Der Linkspartei-Politiker Bodo Ramelow hat einen juristischen Sieg gegen den Verfassungsschutz gewonnen: Das Oberverwaltungsgericht (OVG) in Münster entschied am Freitag, dass die Behörde Ramelow nicht beobachten dürfe und bestätigte damit das Urteil der Erstinstanz.

HB MÜNSTER. Zwar gebe es tatsächlich Anhaltspunkte, dass die Linkspartei Bestrebungen gegen die freiheitlich-demokratische Grundordnung verfolge, hieß es in der mündlichen Urteilsbegründung. Dabei wurde auf die Kommunistische Plattform, das Marxistische Forum und die Linksjugend verwiesen, die zu der Partei gehörten. Ein so begründeter Verdacht verfassungsfeindlicher Bestrebungen lasse es "gleichwohl nicht zu, Ramelow in die Beobachtung durch den Verfassungsschutz einzubeziehen", auch wenn er ein Spitzenfunktionär der Partei sei.

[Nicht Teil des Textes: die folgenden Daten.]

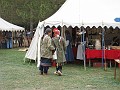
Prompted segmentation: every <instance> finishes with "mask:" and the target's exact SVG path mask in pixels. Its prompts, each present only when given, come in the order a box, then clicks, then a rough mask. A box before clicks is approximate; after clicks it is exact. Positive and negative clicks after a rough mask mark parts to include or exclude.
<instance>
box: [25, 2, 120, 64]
mask: <svg viewBox="0 0 120 90" xmlns="http://www.w3.org/2000/svg"><path fill="white" fill-rule="evenodd" d="M119 3H120V0H66V2H65V3H64V4H63V5H62V6H61V8H60V9H59V10H58V11H57V12H56V13H55V14H53V15H52V16H51V17H49V18H48V19H46V20H44V21H42V22H39V23H38V26H37V29H36V32H35V35H34V38H33V40H32V42H31V45H30V47H29V49H28V52H27V53H26V55H25V58H29V59H33V60H36V59H38V60H37V61H38V63H39V60H40V52H39V51H40V48H39V46H40V37H41V36H42V35H43V28H44V27H45V26H47V25H49V26H50V27H52V26H56V27H57V26H61V27H62V26H64V25H66V26H67V27H68V26H72V27H75V26H78V27H81V26H84V27H87V26H89V27H93V26H95V27H98V26H101V27H104V26H107V27H110V26H112V27H116V26H117V27H120V23H119V22H115V21H114V19H115V18H117V17H120V12H119V10H120V6H119ZM38 66H39V64H38Z"/></svg>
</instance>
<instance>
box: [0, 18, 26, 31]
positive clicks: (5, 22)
mask: <svg viewBox="0 0 120 90" xmlns="http://www.w3.org/2000/svg"><path fill="white" fill-rule="evenodd" d="M0 30H2V31H3V30H5V31H20V30H25V29H24V28H23V27H20V26H17V25H14V24H12V23H9V22H7V21H5V20H4V19H2V18H1V17H0Z"/></svg>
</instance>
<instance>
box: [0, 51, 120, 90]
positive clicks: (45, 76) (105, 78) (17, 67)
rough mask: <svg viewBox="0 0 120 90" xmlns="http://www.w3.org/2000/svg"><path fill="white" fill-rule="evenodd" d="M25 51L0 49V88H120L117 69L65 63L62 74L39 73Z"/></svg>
mask: <svg viewBox="0 0 120 90" xmlns="http://www.w3.org/2000/svg"><path fill="white" fill-rule="evenodd" d="M24 56H25V52H19V51H18V49H0V90H120V74H119V73H118V72H119V69H117V79H116V80H115V79H114V68H107V71H104V70H103V69H102V68H93V67H91V68H89V67H87V70H86V71H85V70H84V68H83V66H81V65H76V64H66V65H64V66H63V76H56V75H53V72H54V71H55V67H51V68H50V69H49V75H47V76H42V75H39V70H38V68H37V67H36V63H34V62H32V63H31V64H29V63H28V62H26V63H24V61H23V58H24Z"/></svg>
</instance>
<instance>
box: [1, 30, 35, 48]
mask: <svg viewBox="0 0 120 90" xmlns="http://www.w3.org/2000/svg"><path fill="white" fill-rule="evenodd" d="M33 35H34V32H33V31H30V30H26V31H14V32H11V31H1V32H0V48H3V49H5V48H8V49H11V48H13V47H15V48H16V47H29V46H30V43H31V40H32V38H33Z"/></svg>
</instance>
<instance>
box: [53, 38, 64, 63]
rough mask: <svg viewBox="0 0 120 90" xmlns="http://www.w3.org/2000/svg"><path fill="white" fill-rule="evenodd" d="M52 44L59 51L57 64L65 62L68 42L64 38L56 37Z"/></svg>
mask: <svg viewBox="0 0 120 90" xmlns="http://www.w3.org/2000/svg"><path fill="white" fill-rule="evenodd" d="M52 43H53V45H54V47H55V48H56V51H57V60H56V63H62V62H65V61H66V59H65V53H66V42H65V39H64V38H63V37H54V38H53V39H52Z"/></svg>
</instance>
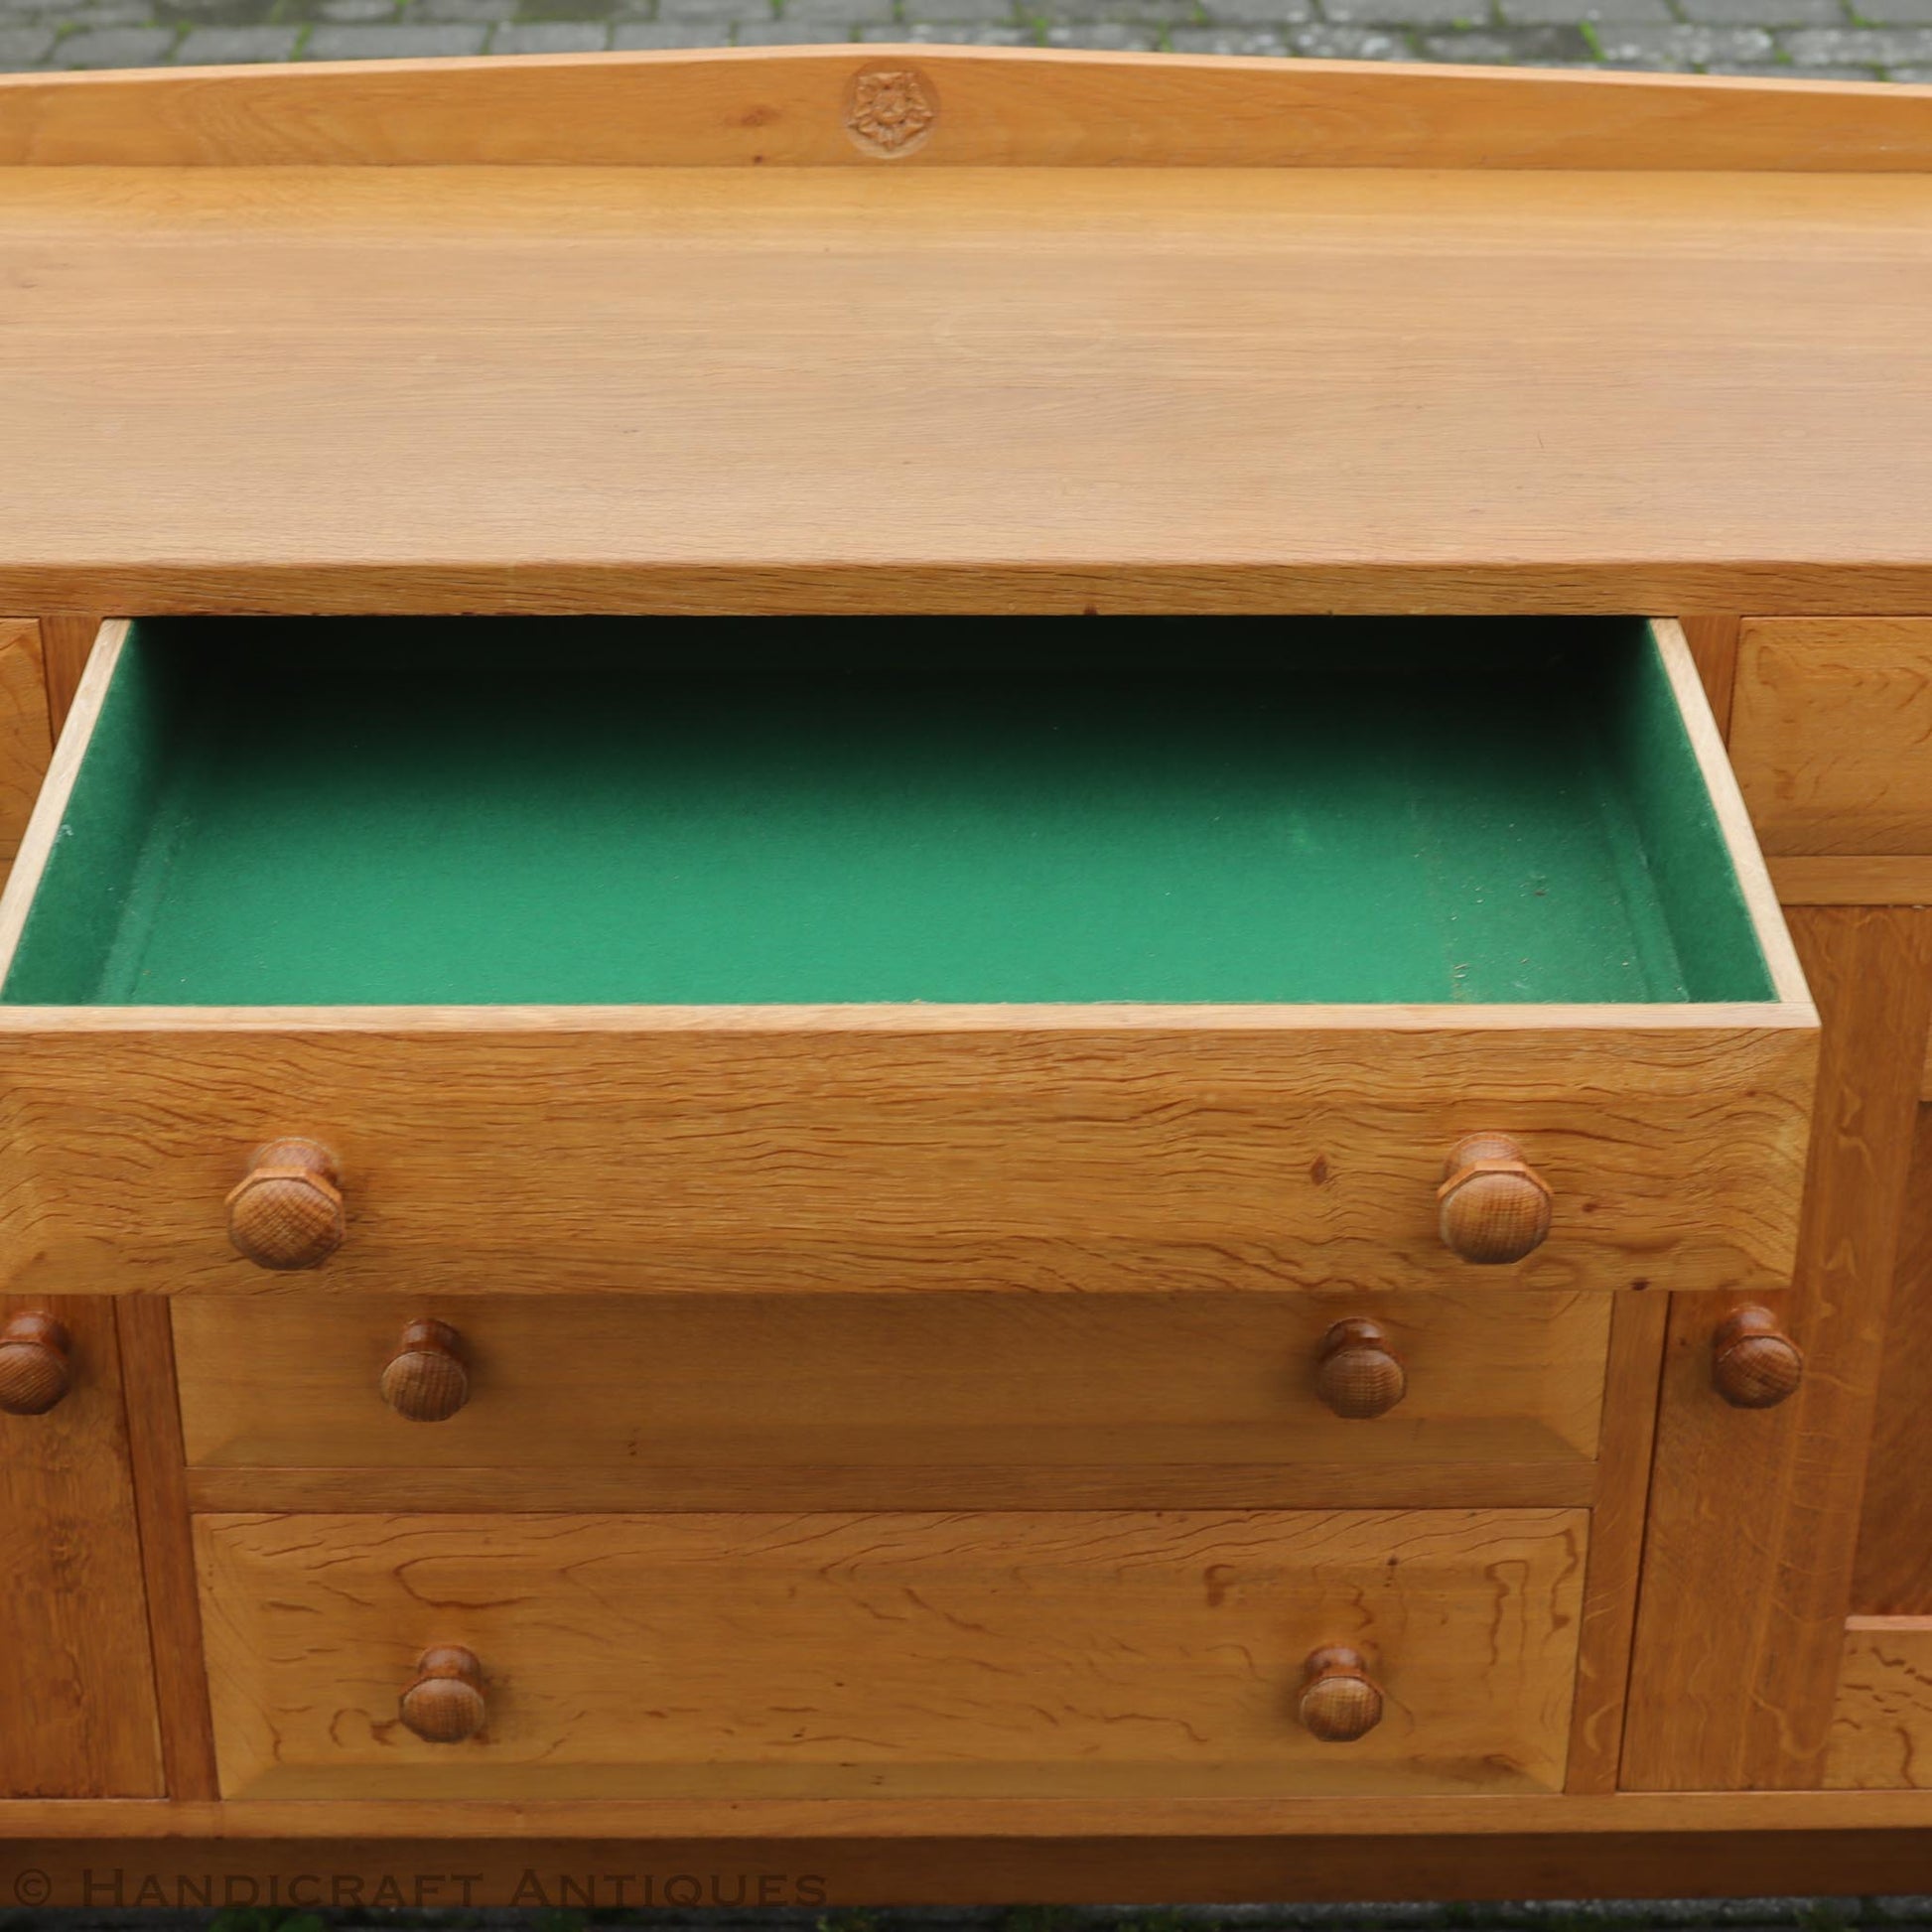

Vor gut einem Jahr hatte bereits das Verwaltungsgericht Köln die Observierung Ramelows untersagt. Der Politiker, der stellvertretender Fraktionschef der Linken im Bundestag und Spitzenkandidat seiner Partei bei der Landtagswahl in Thüringen ist, hatte 2007 Klage gegen seine Observierung eingereicht.